Ein Quietschen erklang und darauf folgte ein sehr unästhetisches Grunzen. Der Engländer musste sich das Lachen verkneifen, denn der Bursche klang wie ein schlachtreifes Schwein. Er hatte das Mädchen hochgehoben und presste es gegen die Wand, während er an ihm herummachte. Hiram lugte um den Baum herum und verdrehte die Augen.
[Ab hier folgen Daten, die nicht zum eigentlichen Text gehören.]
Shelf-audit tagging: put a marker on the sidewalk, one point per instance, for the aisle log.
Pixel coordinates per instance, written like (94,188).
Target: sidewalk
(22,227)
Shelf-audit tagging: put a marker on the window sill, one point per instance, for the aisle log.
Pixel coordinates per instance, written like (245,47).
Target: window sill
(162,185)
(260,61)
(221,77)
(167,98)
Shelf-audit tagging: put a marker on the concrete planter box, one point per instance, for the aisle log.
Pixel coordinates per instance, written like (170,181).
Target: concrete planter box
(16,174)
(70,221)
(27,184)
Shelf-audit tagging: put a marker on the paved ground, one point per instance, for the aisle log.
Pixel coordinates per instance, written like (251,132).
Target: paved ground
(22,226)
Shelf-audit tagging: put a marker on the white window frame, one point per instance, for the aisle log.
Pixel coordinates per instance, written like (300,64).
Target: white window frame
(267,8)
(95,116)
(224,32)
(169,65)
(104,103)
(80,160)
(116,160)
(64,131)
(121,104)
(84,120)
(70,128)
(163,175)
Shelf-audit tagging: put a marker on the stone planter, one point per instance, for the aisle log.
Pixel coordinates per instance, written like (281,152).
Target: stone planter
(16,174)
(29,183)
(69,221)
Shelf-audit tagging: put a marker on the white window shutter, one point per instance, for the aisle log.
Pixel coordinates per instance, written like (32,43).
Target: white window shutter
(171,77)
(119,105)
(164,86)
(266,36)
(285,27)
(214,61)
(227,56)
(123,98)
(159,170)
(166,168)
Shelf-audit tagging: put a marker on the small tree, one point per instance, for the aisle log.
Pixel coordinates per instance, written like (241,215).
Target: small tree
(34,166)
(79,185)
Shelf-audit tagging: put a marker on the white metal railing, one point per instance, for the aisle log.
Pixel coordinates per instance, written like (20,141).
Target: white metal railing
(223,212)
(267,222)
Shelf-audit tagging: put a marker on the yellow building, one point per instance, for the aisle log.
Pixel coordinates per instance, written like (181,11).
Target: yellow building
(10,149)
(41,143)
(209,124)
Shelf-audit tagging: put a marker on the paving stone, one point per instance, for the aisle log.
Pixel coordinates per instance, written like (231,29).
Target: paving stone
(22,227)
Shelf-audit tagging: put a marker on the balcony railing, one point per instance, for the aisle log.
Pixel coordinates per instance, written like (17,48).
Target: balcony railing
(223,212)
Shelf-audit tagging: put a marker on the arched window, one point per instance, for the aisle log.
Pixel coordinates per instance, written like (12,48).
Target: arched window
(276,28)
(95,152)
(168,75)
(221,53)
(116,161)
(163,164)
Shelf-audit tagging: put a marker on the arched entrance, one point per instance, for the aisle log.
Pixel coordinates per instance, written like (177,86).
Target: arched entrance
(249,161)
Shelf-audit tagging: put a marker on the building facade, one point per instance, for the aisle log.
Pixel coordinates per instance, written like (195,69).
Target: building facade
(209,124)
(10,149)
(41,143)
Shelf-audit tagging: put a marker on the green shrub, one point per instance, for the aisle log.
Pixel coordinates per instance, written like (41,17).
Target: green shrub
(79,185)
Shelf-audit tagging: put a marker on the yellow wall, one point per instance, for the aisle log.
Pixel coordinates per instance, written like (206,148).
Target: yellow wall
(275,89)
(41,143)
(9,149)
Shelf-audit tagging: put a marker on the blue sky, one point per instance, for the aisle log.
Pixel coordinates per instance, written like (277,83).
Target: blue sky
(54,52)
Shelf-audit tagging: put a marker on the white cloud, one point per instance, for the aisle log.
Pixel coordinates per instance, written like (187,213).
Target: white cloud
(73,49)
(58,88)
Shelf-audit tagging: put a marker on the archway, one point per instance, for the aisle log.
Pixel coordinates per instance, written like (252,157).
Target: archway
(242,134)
Er fand wirklich nichts daran, einem Mann und einer Frau beim Liebesspiel zuzusehen.
Die beiden waren so in sich vertieft, wenn auch das Mädel eher benebelt als wirklich erregt wirkte, dass sie nicht merkten, dass sich ihnen der blonde Mann mit dem schwarzen Mantel aus dem Schatten näherte.
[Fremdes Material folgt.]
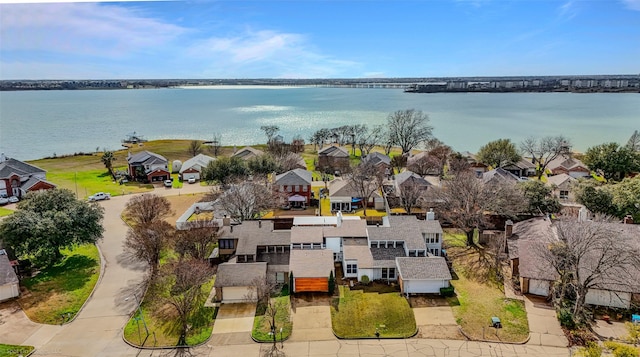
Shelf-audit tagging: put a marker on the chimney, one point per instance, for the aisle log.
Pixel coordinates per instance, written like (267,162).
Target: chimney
(431,216)
(508,229)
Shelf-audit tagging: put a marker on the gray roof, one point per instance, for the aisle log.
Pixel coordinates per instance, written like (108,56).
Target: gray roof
(10,167)
(311,263)
(334,151)
(7,274)
(294,177)
(376,158)
(423,268)
(146,158)
(239,274)
(198,162)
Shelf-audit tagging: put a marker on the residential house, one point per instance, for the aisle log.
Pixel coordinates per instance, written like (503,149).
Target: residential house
(379,160)
(247,153)
(570,166)
(296,186)
(333,159)
(522,168)
(193,167)
(562,186)
(9,283)
(344,197)
(147,166)
(17,178)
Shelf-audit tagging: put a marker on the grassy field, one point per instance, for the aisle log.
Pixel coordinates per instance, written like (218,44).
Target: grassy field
(158,318)
(14,350)
(261,327)
(479,298)
(358,315)
(56,294)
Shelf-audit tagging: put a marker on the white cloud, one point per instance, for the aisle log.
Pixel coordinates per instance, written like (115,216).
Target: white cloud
(81,29)
(632,4)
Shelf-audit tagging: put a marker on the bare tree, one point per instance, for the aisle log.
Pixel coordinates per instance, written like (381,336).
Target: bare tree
(195,147)
(147,242)
(198,240)
(365,180)
(146,209)
(409,128)
(247,200)
(464,200)
(545,150)
(186,296)
(590,255)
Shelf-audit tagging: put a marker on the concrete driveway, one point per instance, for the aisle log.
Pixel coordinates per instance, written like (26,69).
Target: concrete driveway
(544,327)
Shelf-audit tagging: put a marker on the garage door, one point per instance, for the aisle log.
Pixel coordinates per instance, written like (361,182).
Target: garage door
(312,284)
(234,293)
(539,287)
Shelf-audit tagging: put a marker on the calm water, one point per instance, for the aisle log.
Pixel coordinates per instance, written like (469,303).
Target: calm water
(40,123)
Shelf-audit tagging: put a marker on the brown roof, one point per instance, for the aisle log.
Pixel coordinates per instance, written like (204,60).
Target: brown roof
(239,274)
(423,268)
(314,263)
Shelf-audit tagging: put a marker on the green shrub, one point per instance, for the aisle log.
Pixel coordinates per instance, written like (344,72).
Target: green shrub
(621,350)
(447,292)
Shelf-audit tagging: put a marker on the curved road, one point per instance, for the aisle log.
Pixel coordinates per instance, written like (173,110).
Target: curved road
(97,330)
Ein leises, gieriges Knurren bahnte sich Hirams Kehle hinauf, als er blitzschnell das Mädchen an der Gurgel packte, um es am Schreien zu hindern und in derselben Sekunde seine diamanthellen und rasiermesserscharfen Fänge in den Hals des Burschen schlug. Die junge Frau war mit einem Schlag wieder nüchtern, begann zu zappeln und versuchte, um Hilfe zu rufen, doch die Finger des Angreifers waren wie ein Schraubstock. Sie konnte kaum atmen, geschweige denn ihre Stimme benutzen. So musste sie hilflos und in Todesangst mitansehen, wie der Fremde mit den gefährlich glimmenden roten Augen ihrem Liebhaber das Leben aus dem Körper saugte, spürte wie dessen Leib kalt wurde und wie dessen Männlichkeit, die sich noch immer in ihrem Schoß befand, aufgrund des Blutmangels in sich zusammen fiel. Erkaltet und schlaff sackte der Bursche schließlich mit leeren Augen zusammen und wurde von dem blonden Mann wie die übriggebliebene Schale einer Frucht zur Seite geschleudert.
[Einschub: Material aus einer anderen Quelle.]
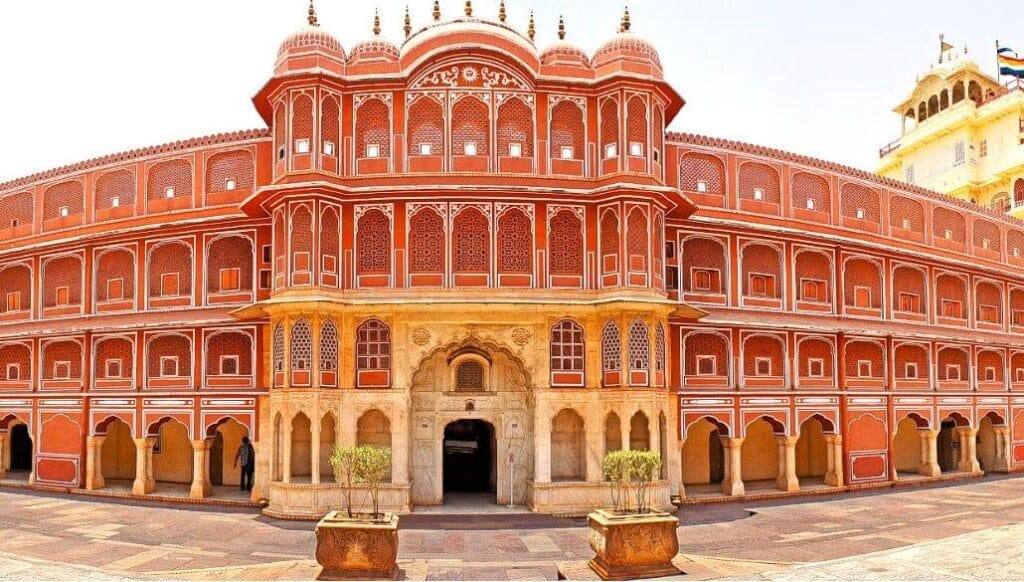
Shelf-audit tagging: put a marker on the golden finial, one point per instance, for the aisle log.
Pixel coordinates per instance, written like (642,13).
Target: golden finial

Noch immer lag die Hand des Engländers hart an der Kehle der jungen Frau, die nun heulte und fürchterlich verlebt aussah. Das war kein ehrbares Weib. Hiram hasste solche Frauenzimmer.
Mit blutverschmierten Lippen näherte er sich dem Gesicht des Mädchens, lächelte auf eine boshaft anmutende Art und Weise und fauchte diesem ein verächtliches »Hure!« ins Ohr, bevor er auch ihm die Kehle aufriss und gierig das heraussprudelnde Blut trank.
Euphorie erfüllte Hirams Körper und Geist, als er gesättigt und zufrieden den leblosen Körper des Mädels neben den des Burschen warf. Der Lord machte sich nicht die Mühe, die Blöße der beiden zu bedecken. So war die Hose des Jungen noch immer offen, auf die Knie hinabgerutscht und jeder hatte freien Blick auf sein Gemächt. Das Mädchen trug keine vernünftige Unterwäsche und der Engländer hatte keine Motivation dazu, den verrutschten Rock zurechtzurücken. Sollten die Leute, die die beiden am Morgen finden würden, ruhig wissen, dass sie Unzucht getrieben hatten. Was kümmerte es ihn?
Mit dem Ärmel des Wolfsfellmantels wischte er sich den Mund und das Kinn sauber und atmete tief durch. Wärme, wohlige Wärme, die eine Kälte vertrieb, die der Mann sonst nicht spürte, breitete sich in seiner Brust aus.
Jetzt würde er Ruhe finden können. Jetzt würde er schlafen können. Befriedigt machte der Lord sich wieder auf den Weg zurück in sein Jagdschloss.